Un troisième groupe, dont Alaska Pipeline et Energy Crisis Game, présente des stratégies de gestion d’une crise pétrolière. Ici, la fonction éducative est plus marquée dans la mesure où les besoins en pétrole et les diverses utilisations de celui-ci doivent être pris en considération par les joueurs dans le but de planifier la consommation globale de l’État.
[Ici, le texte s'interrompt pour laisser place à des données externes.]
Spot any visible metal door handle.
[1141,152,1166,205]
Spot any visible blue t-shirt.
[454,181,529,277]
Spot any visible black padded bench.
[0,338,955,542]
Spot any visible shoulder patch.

Historiens et chercheurs considèrent souvent les jeux comme une source d’information sur les habitudes et les préoccupations majeures d’une époque. Par leurs mécanismes, leur signification, leurs objectifs, ils sont liés au contexte social qui les invente et les diffuse. Certains les voient même comme un ressort primordial de civilisation.1 Ainsi quand, vers la fin des années 1970, on met en avant la nécessité de conserver l’énergie et d’en exploiter de nouvelles sources, apparaissent sur le marché d’autres jeux qui s’inspirent de ces solutions ou offrent des manières de simuler leur mise en œuvre. Dans The Mileage Game, le joueur voyageur doit parcourir la plus longue distance possible en gaspillant un minimum d’énergie, alors qu’Energy Quest propose la recherche et l’acquisition d’une variété de nouvelles formes d’énergie.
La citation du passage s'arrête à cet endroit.